La mort subite de son père, homme religieux, bouleverse son enfance et l'oriente vers l'apprentissage talmudique traditionnel. Son installation à Kiev pendant six ans marque sa première émancipation familiale. Il y découvre la sculpture en modelant des figures en terre et étudie à l'École d'Art de Sabatovski tout en gagnant sa vie chez un fabricant de boîtes de conserves.
Son arrivée parisienne en 1912 bénéficie de l'accueil chaleureux du sculpteur Marek Szwarc, témoignant de la solidarité qui unit les artistes immigrants de l'École de Paris. L'installation à la Ruche, haut lieu de la création cosmopolite, et le partage d'atelier avec Chaïm Soutine pendant deux ans l'intègrent immédiatement dans les cercles avant-gardistes.

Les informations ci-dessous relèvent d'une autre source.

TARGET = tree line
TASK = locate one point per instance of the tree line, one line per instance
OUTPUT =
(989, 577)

La maladie qui survient un an après son arrivée constitue un tournant décisif : contrainte d'abandonner la sculpture, cette épreuve l'oriente définitivement vers la peinture. Cette reconversion forcée révèle sa capacité d'adaptation et sa détermination artistique.
En 1914, son engagement dans la Légion étrangère témoigne de son patriotisme français naissant, mais l'exemption pour raisons de santé confirme sa fragilité physique. De retour à la vie parisienne, il fréquente l'Académie Colarossi, complétant sa formation picturale.
Sa rencontre avec Vera Kremer enrichit sa trajectoire personnelle et politique. Fille d'Arkadi Kremer, fondateur du Bund (mouvement socialiste juif), elle l'inscrit dans les réseaux intellectuels progressistes. Leur mariage en 1926 coïncide avec sa maturité artistique.
Sa participation au Salon d'automne de 1928 avec "Femme assise" marque sa reconnaissance officielle. Après vingt-sept ans à la Ruche, son déménagement rue d'Odessa en 1934 signale une évolution sociale vers un quartier bourgeois, témoignant peut-être d'un succès artistique grandissant qui lui permet d'améliorer ses conditions de vie.